Yohana menuturkan, perahu wisata itu hanya beroperasi pada malam hari, mulai pukul 18.30 sampai 22.30. Saat pengunjung melimpah, jumlah penumpang perahu wisata bisa 500-600 orang per hari. Padahal, jumlah perahu motor yang tersedia untuk mengangkut penumpang hanya tiga unit sehingga penumpang kadang harus menunggu lama. ”Naik perahunya hanya 10 menit, tapi antrenya bisa sampai dua jam,” lanjutnya.
Keberadaan perahu wisata tak hanya memberi pemasukan untuk warga, tetapi juga turut mengubah citra Kali Pepe. Apalagi, foto-foto aktivitas perahu wisata itu juga viral di media sosial. Bahkan, ada yang membandingkan aktivitas wisata itu dengan wisata air di kota Venesia, Italia.
Namun, perbandingan itu sejujurnya masih berlebihan karena kondisi Kali Pepe secara umum masih jauh dari harapan. Hal ini karena di sebagian aliran Kali Pepe masih kerap dijumpai beragam sampah yang dibuang oleh masyarakat.

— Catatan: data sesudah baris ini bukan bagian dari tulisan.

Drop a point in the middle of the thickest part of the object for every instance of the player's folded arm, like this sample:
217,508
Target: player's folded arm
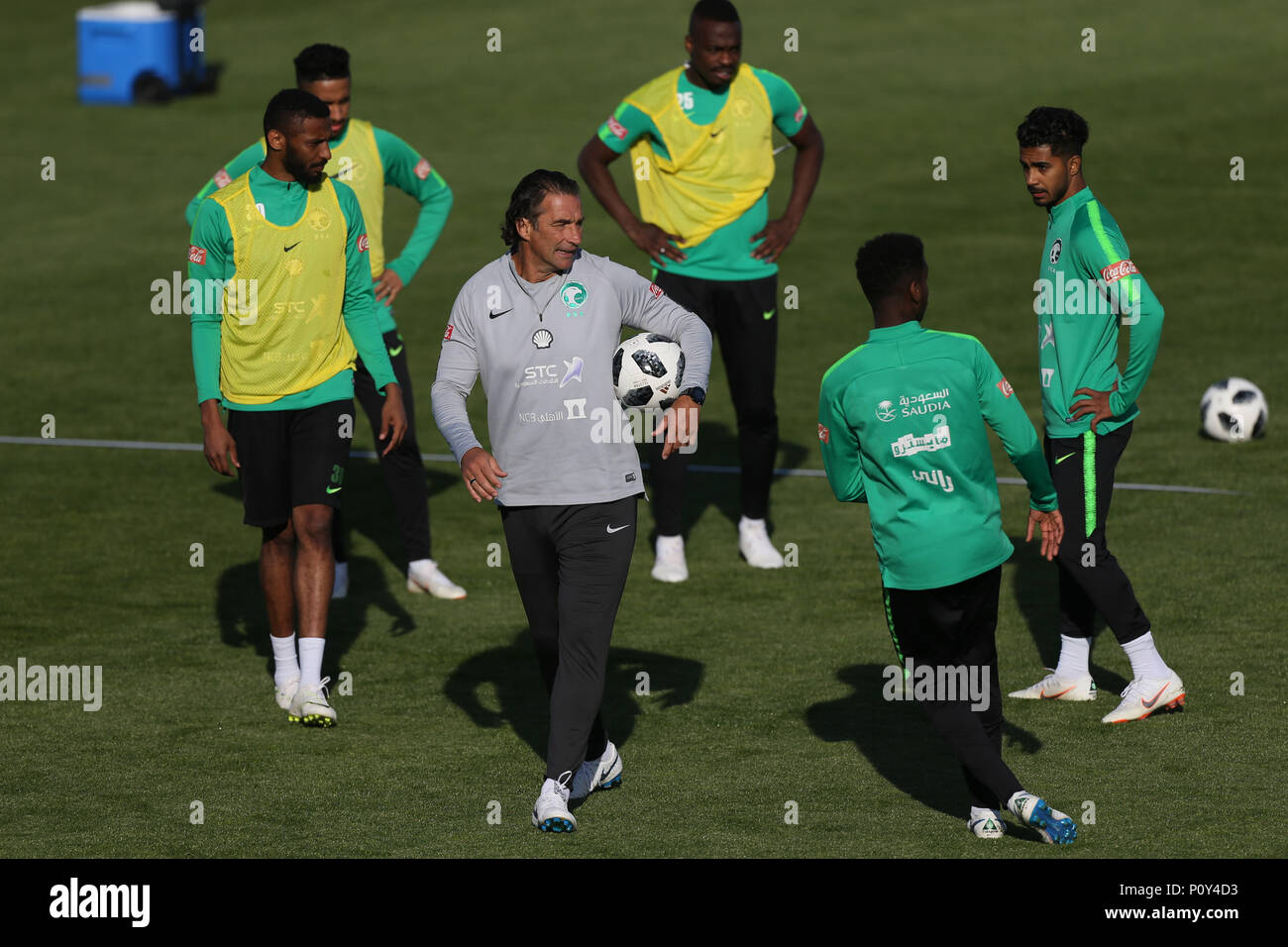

Pada musim kemarau seperti sekarang, sampah itu terlihat jelas mengambang di sungai.
Meski demikian, menurut Yohana, kesadaran warga sekitar Kali Pepe, termasuk Sudiroprajan, untuk tak membuang sampah di sungai sudah meningkat dibanding beberapa tahun lalu. Dia juga menyebut, wilayah Sudiroprajan yang merupakan bagian hilir Kali Pepe kerap menerima kiriman sampah dari daerah hulu dan juga tengah. Oleh karena itu, sebelum menggelar aktivitas perahu wisata, warga terkadang bergotong royong membersihkan sungai dari sampah terlebih dulu.

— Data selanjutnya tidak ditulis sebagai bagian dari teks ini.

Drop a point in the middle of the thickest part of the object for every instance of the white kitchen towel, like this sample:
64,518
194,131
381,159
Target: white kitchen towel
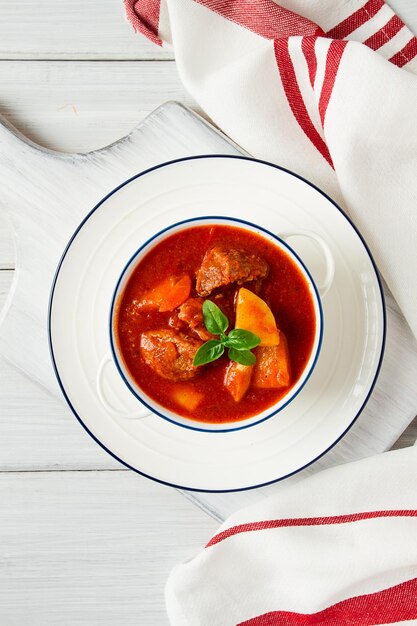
326,88
336,549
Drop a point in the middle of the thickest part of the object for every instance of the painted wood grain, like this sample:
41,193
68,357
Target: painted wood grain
80,29
91,548
79,106
85,29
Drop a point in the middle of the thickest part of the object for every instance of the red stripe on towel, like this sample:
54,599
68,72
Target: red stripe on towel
295,98
334,56
389,606
307,521
385,34
263,17
309,51
358,18
144,17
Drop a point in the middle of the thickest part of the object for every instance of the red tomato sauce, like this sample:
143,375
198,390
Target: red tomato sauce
284,289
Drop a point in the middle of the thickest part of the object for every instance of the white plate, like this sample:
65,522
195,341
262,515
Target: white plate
354,323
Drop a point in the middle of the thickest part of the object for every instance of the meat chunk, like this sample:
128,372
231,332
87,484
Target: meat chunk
222,266
170,354
191,313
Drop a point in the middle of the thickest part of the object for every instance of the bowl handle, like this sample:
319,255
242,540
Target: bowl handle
324,287
100,387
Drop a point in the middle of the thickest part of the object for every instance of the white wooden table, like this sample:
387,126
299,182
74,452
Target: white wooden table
82,540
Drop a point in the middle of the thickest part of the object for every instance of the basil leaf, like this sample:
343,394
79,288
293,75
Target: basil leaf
244,357
208,352
214,319
240,339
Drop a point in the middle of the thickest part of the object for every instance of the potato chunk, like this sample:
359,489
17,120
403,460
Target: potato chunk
253,314
237,379
272,369
187,397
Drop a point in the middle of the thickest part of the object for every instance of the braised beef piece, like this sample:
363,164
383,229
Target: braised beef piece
191,313
170,354
222,266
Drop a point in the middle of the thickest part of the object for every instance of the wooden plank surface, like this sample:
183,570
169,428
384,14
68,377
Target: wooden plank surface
86,548
91,548
88,29
75,106
80,29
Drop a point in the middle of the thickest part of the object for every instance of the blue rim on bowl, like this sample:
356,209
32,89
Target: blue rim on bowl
168,164
170,416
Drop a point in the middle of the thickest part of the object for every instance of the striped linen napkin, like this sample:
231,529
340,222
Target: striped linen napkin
336,549
328,89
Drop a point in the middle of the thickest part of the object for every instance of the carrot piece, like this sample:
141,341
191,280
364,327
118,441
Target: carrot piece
272,367
153,298
176,295
187,397
253,313
237,379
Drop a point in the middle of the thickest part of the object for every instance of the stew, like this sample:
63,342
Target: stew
160,323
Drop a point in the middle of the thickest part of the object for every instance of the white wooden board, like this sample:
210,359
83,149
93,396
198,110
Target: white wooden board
87,29
79,106
81,29
80,549
50,193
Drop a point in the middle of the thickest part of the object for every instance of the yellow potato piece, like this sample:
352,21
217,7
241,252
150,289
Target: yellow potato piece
186,397
253,314
272,369
237,379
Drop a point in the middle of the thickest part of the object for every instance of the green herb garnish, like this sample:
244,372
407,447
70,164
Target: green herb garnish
239,342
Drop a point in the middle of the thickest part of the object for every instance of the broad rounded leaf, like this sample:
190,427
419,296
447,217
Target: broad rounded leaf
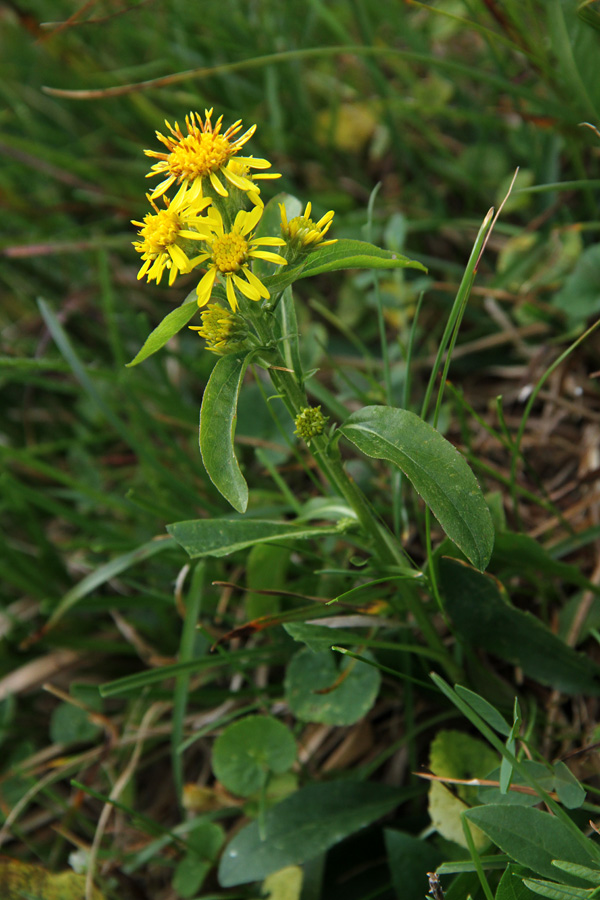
436,470
163,332
303,826
217,429
248,750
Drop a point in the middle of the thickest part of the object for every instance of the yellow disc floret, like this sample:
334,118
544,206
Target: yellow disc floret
230,255
201,157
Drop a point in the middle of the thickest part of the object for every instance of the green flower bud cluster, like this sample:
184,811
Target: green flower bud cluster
310,422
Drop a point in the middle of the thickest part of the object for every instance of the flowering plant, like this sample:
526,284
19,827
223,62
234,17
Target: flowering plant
252,255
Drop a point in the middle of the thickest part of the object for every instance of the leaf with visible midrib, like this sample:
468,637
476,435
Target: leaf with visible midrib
435,469
217,429
531,837
165,330
304,825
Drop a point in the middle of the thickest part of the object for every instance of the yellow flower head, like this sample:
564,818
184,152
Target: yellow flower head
223,330
230,255
201,155
301,232
162,234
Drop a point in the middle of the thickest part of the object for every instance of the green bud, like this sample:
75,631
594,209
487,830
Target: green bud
309,422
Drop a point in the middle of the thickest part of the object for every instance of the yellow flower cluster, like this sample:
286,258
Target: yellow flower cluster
208,223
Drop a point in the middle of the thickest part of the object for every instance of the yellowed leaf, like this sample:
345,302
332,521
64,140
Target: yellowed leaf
18,879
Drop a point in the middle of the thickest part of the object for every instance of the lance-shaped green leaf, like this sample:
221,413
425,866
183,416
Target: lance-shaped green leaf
344,254
220,537
436,470
218,416
170,325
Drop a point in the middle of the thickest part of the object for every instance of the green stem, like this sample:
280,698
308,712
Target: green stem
329,461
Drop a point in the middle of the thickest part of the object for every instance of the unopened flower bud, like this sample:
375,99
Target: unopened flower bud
310,422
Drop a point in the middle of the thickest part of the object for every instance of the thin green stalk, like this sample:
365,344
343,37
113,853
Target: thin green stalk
532,398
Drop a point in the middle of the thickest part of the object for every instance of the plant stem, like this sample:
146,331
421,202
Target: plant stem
329,461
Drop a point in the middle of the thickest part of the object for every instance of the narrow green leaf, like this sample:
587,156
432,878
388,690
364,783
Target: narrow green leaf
436,470
570,793
304,825
344,254
484,617
170,325
531,837
409,859
485,709
220,537
218,417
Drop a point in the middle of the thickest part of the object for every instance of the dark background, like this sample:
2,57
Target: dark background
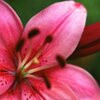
28,8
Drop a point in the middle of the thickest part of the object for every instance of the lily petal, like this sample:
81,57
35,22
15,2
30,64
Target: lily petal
6,81
10,26
80,81
6,62
63,22
39,91
12,94
90,41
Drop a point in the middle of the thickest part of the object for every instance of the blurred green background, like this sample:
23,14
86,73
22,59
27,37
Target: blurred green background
28,8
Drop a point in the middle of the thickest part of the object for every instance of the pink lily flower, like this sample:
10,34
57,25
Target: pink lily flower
90,41
32,65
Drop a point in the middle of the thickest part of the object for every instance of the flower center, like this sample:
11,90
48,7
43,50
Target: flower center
24,71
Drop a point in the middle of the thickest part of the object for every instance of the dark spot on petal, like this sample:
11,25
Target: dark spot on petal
33,33
47,82
20,45
48,39
61,61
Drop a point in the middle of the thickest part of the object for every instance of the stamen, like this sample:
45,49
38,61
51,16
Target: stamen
33,76
48,39
37,69
36,56
20,45
61,61
33,33
47,82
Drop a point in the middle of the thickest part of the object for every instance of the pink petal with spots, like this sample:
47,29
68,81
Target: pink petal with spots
37,90
10,26
6,62
80,81
6,80
12,94
64,21
28,93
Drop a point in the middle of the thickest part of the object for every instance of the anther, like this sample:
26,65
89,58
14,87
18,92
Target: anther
33,33
61,61
20,45
48,39
47,82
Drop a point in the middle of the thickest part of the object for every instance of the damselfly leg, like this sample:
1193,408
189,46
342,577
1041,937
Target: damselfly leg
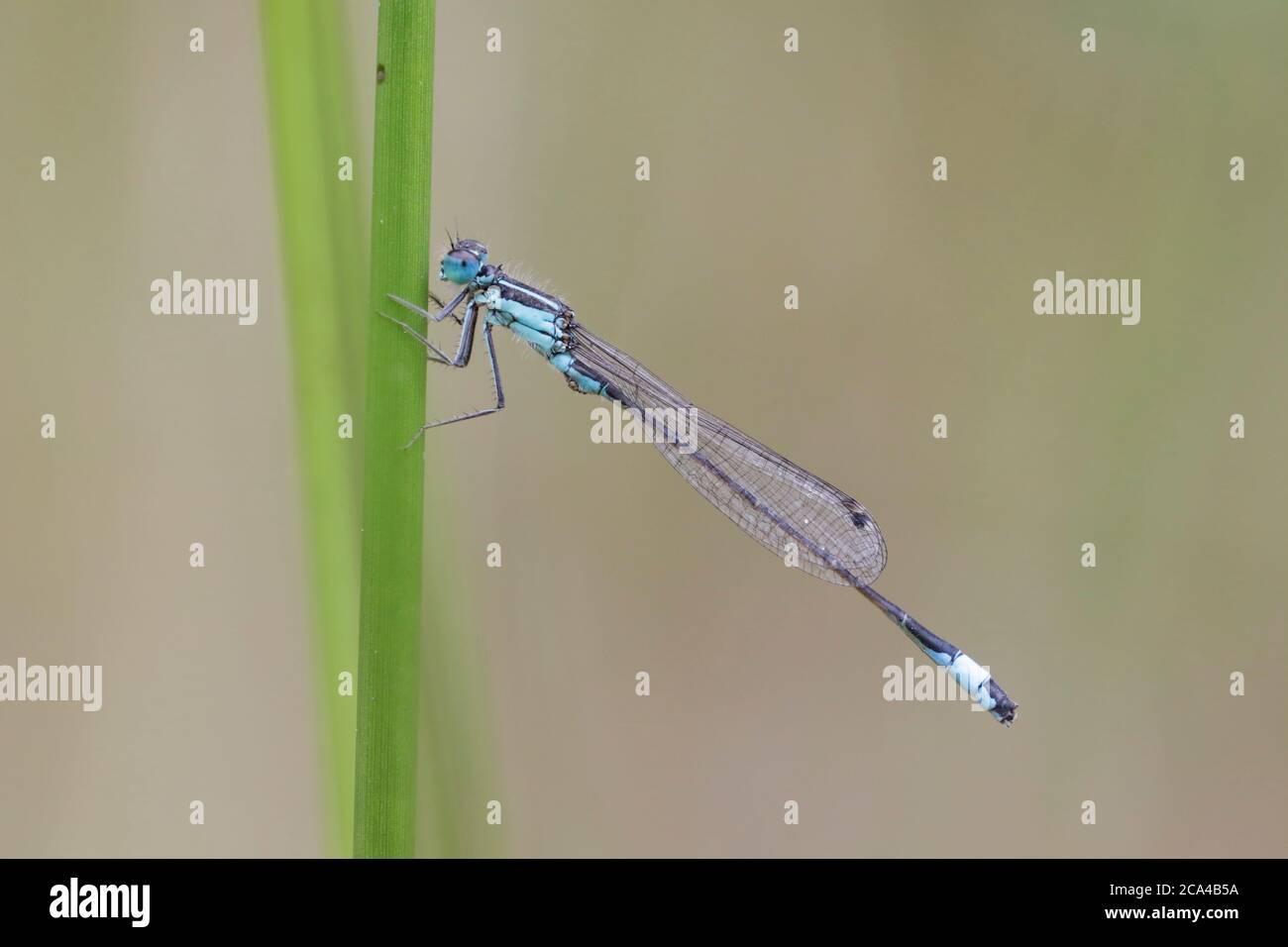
464,350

Untuk membersihkan sungai dari sampah, warga Sudiroprajan mendapat dukungan dari Pemerintah Kota (Pemkot) Solo serta Balai Besar Wilayah Sungai (BBWS) Bengawan Solo. Dukungan itu penting karena pembersihan di wilayah Sudiroprajan itu butuh pengaturan tertentu di Bendung Tirtonadi agar ada aliran air yang cukup banyak ke wilayah hilir.
”Seminggu sebelum Grebeg Sudiro, kami biasanya kerja bakti massal. Kami juga kerja sama dengan Pemkot Solo dan BBWS. Jadi, kalau pas Grebeg Sudiro, airnya bisa bersih,” ungkap Yohana.

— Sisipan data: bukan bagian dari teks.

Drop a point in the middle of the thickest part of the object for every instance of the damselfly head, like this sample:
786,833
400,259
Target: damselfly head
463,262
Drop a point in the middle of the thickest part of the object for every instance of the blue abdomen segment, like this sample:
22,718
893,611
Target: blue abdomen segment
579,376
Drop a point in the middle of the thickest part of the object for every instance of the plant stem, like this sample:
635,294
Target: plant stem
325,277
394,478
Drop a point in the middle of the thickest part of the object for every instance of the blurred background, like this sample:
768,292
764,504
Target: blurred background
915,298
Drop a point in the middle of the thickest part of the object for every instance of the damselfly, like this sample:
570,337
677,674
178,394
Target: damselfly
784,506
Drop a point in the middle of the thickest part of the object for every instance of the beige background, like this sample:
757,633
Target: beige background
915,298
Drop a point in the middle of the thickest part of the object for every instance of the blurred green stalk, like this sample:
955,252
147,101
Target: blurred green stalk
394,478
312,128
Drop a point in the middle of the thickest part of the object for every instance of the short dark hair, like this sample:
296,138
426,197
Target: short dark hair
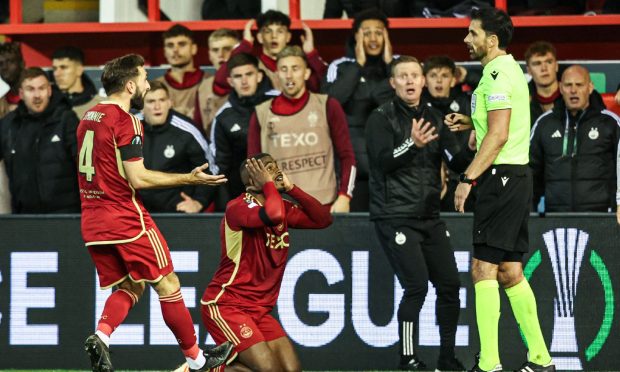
402,59
370,13
241,59
273,17
495,22
158,85
539,48
439,62
292,51
223,32
70,52
31,73
178,30
12,48
245,177
117,72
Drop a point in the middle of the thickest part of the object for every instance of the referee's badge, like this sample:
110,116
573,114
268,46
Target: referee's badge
593,134
400,238
473,103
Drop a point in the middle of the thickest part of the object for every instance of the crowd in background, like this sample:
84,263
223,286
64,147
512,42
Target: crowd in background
310,115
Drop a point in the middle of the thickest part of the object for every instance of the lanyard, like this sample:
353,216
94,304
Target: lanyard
565,140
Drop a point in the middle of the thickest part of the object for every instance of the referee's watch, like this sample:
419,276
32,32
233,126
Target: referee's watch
464,179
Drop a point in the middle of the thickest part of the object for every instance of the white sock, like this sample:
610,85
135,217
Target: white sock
103,337
197,363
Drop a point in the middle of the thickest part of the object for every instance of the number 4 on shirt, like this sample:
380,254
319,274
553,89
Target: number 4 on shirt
86,156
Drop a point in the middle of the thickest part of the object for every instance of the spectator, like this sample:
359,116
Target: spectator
405,163
183,78
69,77
573,149
40,161
360,82
442,93
230,9
11,66
172,144
229,136
305,132
273,35
221,43
542,65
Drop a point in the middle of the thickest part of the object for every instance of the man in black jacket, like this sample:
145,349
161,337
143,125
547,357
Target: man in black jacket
172,143
573,149
38,143
542,63
360,82
68,75
229,131
407,142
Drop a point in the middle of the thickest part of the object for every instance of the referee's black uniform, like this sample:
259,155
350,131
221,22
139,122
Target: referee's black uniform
405,187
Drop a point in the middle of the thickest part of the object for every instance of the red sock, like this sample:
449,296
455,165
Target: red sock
179,321
116,308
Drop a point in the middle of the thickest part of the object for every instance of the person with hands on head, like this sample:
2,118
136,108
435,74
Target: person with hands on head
172,143
407,142
500,172
237,303
360,82
124,243
274,35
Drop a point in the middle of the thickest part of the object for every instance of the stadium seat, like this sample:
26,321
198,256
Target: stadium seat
610,102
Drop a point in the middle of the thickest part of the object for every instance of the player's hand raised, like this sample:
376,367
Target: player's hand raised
199,177
422,132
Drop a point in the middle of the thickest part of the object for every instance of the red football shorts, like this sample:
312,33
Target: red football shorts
145,259
243,326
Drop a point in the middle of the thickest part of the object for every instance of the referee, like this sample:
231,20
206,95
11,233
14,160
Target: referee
501,119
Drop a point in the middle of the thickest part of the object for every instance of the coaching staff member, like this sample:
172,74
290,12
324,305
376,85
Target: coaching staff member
501,119
407,141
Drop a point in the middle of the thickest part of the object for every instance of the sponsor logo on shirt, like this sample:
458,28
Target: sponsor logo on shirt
498,97
169,151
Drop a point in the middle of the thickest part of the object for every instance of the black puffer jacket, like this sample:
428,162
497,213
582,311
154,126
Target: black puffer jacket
40,155
405,181
359,90
229,141
573,159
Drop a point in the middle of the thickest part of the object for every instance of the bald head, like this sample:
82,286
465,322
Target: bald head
576,88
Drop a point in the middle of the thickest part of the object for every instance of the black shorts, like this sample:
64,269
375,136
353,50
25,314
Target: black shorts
502,208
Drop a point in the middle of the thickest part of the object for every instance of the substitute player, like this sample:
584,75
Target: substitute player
122,239
501,118
236,305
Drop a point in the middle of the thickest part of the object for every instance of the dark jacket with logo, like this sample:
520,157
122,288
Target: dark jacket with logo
405,180
176,146
229,134
40,155
573,159
458,102
359,89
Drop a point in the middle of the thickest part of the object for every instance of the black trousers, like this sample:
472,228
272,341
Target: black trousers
419,251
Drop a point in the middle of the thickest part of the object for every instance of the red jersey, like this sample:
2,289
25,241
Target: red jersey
112,213
254,255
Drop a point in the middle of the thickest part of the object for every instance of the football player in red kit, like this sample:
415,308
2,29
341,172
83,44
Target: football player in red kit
125,244
236,305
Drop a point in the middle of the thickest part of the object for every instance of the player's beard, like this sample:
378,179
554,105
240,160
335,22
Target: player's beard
137,100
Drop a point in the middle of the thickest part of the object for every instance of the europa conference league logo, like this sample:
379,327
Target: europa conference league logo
566,248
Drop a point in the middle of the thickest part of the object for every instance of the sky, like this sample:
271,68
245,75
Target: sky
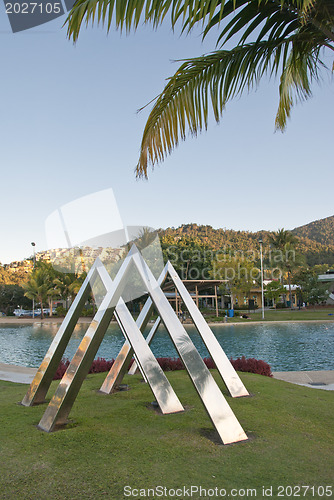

Kebersihan sungai yang belum terjamin sepanjang waktu itulah yang membuat aktivitas perahu wisata Sudiroprajan belum bisa digelar secara rutin. Hingga kini, perahu wisata hanya beroperasi saat pelaksanaan Grebeg Sudiro.
Kepala Dinas Pariwisata Solo Hasta Gunawan mengatakan, debit air Kali Pepe yang menyusut saat musim kemarau juga membuat perahu wisata Sudiroprajan belum bisa beroperasi secara rutin. Oleh karena itu, sampai saat ini, Pemkot Solo belum berencana menjadikan perahu wisata tersebut sebagai atraksi rutin sepanjang tahun.
”Rencananya masih seperti kemarin, digelar bersamaan dengan Grebeg Sudiro. Paling-paling nanti waktu operasional perahu wisatanya yang ditambah sehingga menjadi lebih lama,” kata Hasta.
Aktivitas warga yang kian semarak di tepian Kali Pepe niscaya akan menumbuhkan simpul ekonomi baru di sekitarnya. Dengan begitu, warga sekitar diharapkan semakin bersemangat menjaga kebersihan sungai agar semakin layak dinikmati.